YES Bank is in recovery mode with investors continuing to repose faith in the private-sector bank.
YES Bank CEO Ravneet Gill has reassured investors that the Bank’s financial and operational performance was sound and stable, and its liquidity position was improving. He also restated the Bank’s commitment to stable asset quality and strengthening of retail business growth.
Describing the July-September 2019 quarter as one of the most promising in YES Bank’s lending history, Gill said the Bank had opened more savings accounts during the period than it had ever before.
Ravneet Gill said, “Our new fixed deposits increased 39% quarter-on-quarter and our overall liabilities were in line with the previous quarter.
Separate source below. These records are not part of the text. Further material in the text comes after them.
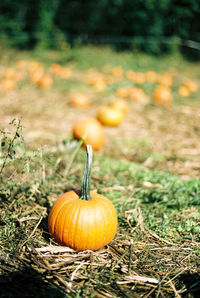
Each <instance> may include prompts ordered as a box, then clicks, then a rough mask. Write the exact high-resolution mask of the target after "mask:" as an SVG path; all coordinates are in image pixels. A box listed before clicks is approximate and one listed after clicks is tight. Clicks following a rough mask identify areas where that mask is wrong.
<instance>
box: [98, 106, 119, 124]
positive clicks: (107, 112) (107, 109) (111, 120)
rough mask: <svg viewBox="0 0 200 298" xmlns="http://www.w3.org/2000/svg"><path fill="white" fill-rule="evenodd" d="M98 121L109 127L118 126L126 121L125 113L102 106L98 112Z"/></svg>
mask: <svg viewBox="0 0 200 298" xmlns="http://www.w3.org/2000/svg"><path fill="white" fill-rule="evenodd" d="M97 119H98V120H99V121H100V122H101V123H102V124H103V125H107V126H118V125H119V124H121V123H122V121H123V120H124V113H123V112H122V111H120V110H117V109H115V108H113V107H110V106H106V105H102V106H100V107H99V109H98V110H97Z"/></svg>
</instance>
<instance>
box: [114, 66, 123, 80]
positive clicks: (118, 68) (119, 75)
mask: <svg viewBox="0 0 200 298" xmlns="http://www.w3.org/2000/svg"><path fill="white" fill-rule="evenodd" d="M112 74H113V76H114V77H117V78H119V77H121V76H122V75H123V69H122V68H121V67H120V66H115V67H113V68H112Z"/></svg>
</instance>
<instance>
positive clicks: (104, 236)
mask: <svg viewBox="0 0 200 298" xmlns="http://www.w3.org/2000/svg"><path fill="white" fill-rule="evenodd" d="M96 202H97V207H98V208H99V207H100V209H101V211H102V214H103V234H104V237H105V228H106V226H105V220H106V216H105V210H104V208H103V207H102V205H101V202H100V200H98V199H97V200H96Z"/></svg>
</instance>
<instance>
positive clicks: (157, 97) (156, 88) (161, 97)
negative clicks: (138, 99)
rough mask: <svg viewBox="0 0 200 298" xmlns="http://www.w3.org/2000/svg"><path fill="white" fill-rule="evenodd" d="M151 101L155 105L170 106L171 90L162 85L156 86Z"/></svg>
mask: <svg viewBox="0 0 200 298" xmlns="http://www.w3.org/2000/svg"><path fill="white" fill-rule="evenodd" d="M153 99H154V101H155V103H157V104H164V105H166V106H169V105H171V103H172V93H171V89H170V88H168V87H166V86H163V85H158V86H156V88H155V89H154V92H153Z"/></svg>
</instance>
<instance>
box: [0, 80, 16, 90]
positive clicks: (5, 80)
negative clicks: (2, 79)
mask: <svg viewBox="0 0 200 298" xmlns="http://www.w3.org/2000/svg"><path fill="white" fill-rule="evenodd" d="M0 85H1V87H2V89H3V90H4V91H12V90H13V89H14V88H15V81H14V80H10V79H3V80H2V81H1V82H0Z"/></svg>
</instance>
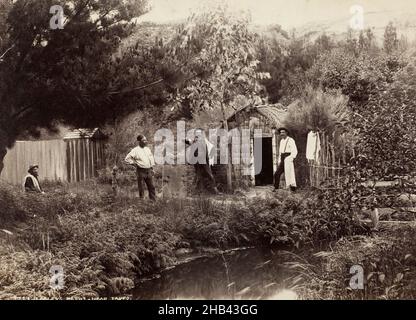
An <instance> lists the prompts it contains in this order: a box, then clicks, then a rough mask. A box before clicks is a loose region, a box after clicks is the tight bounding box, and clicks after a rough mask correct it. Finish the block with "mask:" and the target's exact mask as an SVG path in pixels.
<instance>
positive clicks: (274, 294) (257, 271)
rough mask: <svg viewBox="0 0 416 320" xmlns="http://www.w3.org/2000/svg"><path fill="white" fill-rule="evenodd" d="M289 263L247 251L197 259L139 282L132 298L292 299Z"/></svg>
mask: <svg viewBox="0 0 416 320" xmlns="http://www.w3.org/2000/svg"><path fill="white" fill-rule="evenodd" d="M292 260H293V256H290V255H288V254H286V253H284V252H282V251H276V252H273V251H270V250H261V249H257V248H256V249H249V250H245V251H237V252H232V253H230V254H226V255H219V256H215V257H208V258H200V259H197V260H195V261H192V262H190V263H187V264H183V265H180V266H178V267H177V268H175V269H172V270H170V271H167V272H164V273H162V275H161V277H160V278H157V279H154V280H150V281H146V282H143V283H140V284H139V285H138V286H137V287H136V289H135V290H134V293H133V298H135V299H275V298H276V299H278V298H282V299H293V298H296V295H295V293H294V292H293V291H290V290H288V287H289V286H290V283H291V281H290V278H291V277H293V276H294V274H293V271H292V270H290V269H289V268H288V267H286V266H285V265H284V263H285V262H289V261H292Z"/></svg>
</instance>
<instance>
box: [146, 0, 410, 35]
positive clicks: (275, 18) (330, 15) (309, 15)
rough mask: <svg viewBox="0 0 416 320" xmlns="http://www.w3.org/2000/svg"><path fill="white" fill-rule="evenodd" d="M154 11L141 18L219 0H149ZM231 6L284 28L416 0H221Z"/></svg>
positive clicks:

Our CASA also witnessed over 30% growth compared to Q1. This shows that our depositors and clients continue to have faith in the Bank.”
According to Gill, YES Bank’s business in the last three months has been encouraging and is a reflection of its strong operating model. “We are looking at growth capital as our next step and the three constituencies of investors we are looking at are private equity, strategic and large Indian family offices,” he said, adding, “The Bank is looking at a mix of investors from each of three categories, though the quality of investors and their ability to invest serious money in YES Bank is unquestionable.”
YES Bank is talking to private equity funds and family offices to raise capital. The Bank is highlighting its Q2 performance on key operating parameters to clear any doubts about its ability to overcome operational challenges and boost growth. Each one of these investors, besides the family offices, wants a larger holding, which will ultimately depend on the regulator.
Gill’s remarks came at a time of pronounced weakness in Indian banking stocks, with 10 of the 12 Bank Nifty counters declining. However, he said there was no correlation between the inherent strengths of the Bank and its current market price.
During the July-September quarter, YES Bank’s asset quality stabilised, even though certain resolutions were delayed beyond expectation. In the last six weeks, the Bank has become $300 million heavier than it was before and yet the stock performance has gone in the other direction.
“A company’s operating performance and its share price performance usually goes hand-in-hand, but sometimes when sectors go through stress, as in the case of the financial sector now, you will have the odd instances where the operating performance of a company and the share price are disjointed,” Gill said.
On the issue of YES Bank’s exposure to sensitive sectors such as NBFCs like Indiabulls, Gill assured that there was nothing to worry about and that the conduct of this account had been outstanding.
“We have not had even a day’s delay. Last week, there was a large repayment and it was met on time. Over the last two quarters, we have reduced exposure to Indiabulls by 30% and even this is against more than sufficient collateral,” Gill noted.
In the last two-quarters of FY20, YES Bank has reduced the balance sheet and reallocated its exposure on wholesale banking to retail banking. Besides, the Bank has also witnessed decent growth and has shored up the liability franchise. As a result, the Bank is comfortably above the CET1 threshold and is strongly focusing on capital conservation and stabilizing asset quality.
“The important message is that capital for us is for growth and not for existence. It is completely growth and transformational. We will not compromise on asset quality or capital conservation in our quest for growth. The Bank will continue to create capital organically for the foreseeable future. In short, there is nothing that stops us from doing this going forward,” Ravneet Gill added.